The problem lies in our inability to find balance and distance from these technologies. It’s clear that the current landscape, dominated by algorithms and constant exposure, shapes our behavior and norms. This pressure for perpetual engagement is becoming the norm, leaving little room for introspection or privacy. This is a very specific form of technocapitalism that is increasingly defined by opaque algorithms that privilege constant, interactive public exposure (understood in all its different meanings). This requirement of constant interactive public exposure is making this Being Outwardly the norm. Nothing worth it seems to escape its grasp- if it happens, it should exist as content one can and should engage with. Death is the lack of presence, exposure, and engagement.

It is in this context that balancing the inescapable (?) rule of algorithmic appification becomes a question of individual and public health. It is also a question of rights and justice. We must fight for times and spaces to live inwardly, privately, without metrication. This includes times and spaces to work inwardly, quietly, in private; to think and reflect and plan and design and implement until things are ready, without the external or internalised pressure to document it publicly, to announce it, to hype it up, to be out there.

It’s hard to be sure what Simone Weil meant precisely when, in “The Mysticism of Work”, (Gravity and Grace, 1947), she wrote:

Two tasks:

To individualise machinery.

To individualise science (popularization, a people’s university on the Soctratic model for the study of the elements of various trades.”

In the context of that chapter, the fragment seems to point out there is a need to humanise, or personalise, “machinery” and “science”, tools and knowledge, and the latter understood as the university, but not just any unversity, but “a people’s university”. Weil writes in that same chapter that “work makes us pexperience in the most exhausting manner the phenomenon of finality rebounding like a ball; to work in order to eat, to eat in order to work”. I wonder what Weil would have made of today’s “machinery”, particularly those used in universities, but also everywhere else as a means to live and earn a living.
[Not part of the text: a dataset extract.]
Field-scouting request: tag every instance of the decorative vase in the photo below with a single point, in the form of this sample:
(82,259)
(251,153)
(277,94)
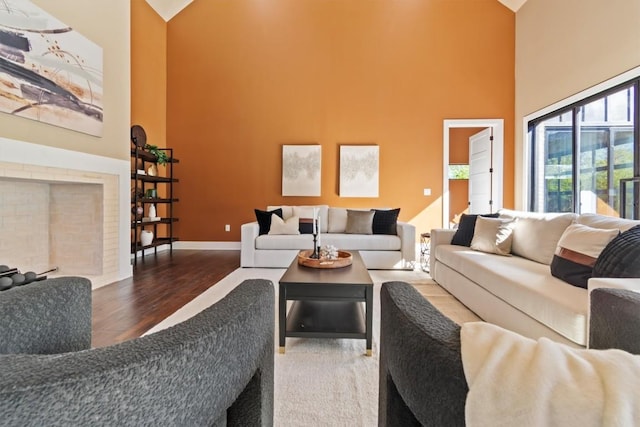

The machinery that we now take for granted as a condition to remain a human being in the world does make us experience finality rebounding like a ball. Life as work; work as life; our avatars as ourselves. It is exhausting because it is not just constant but permanent, and avoiding it or resisting it has consequences; it is directly or indirectly, pragmatically or symbolically penalised. This is why Being Outwardly and Being Burned-Out are both prominent features of today’s discourse. The common thread is the fatigue that follows this constant having to obey. The struggle against this relentless pressure to be outwardly visible is real, and it’s one that many of us grapple with daily. Whether it’s posting on social media or meeting productivity targets, the exhaustion of always having to comply takes its toll.

I think it’s crucial to end on a positive note. I believe we have the power to collectively shape a different equilibrium. It’s not about choosing one extreme over the other; it’s not an either/or situation. Otherwise, I wouldn’t be sharing these thoughts here at all. What we need is a balance—a state where we can still be part of something bigger than ourselves, but only through a continuous effort to rediscover the value of living private, inner lives. We must remember that meaningful work happens even when we’re not online. It’s about reclaiming that space for ourselves and nurturing it, even as we navigate the demands of our interconnected world.


Some typos may have remained. This post may be lightly edited following publication and sharing.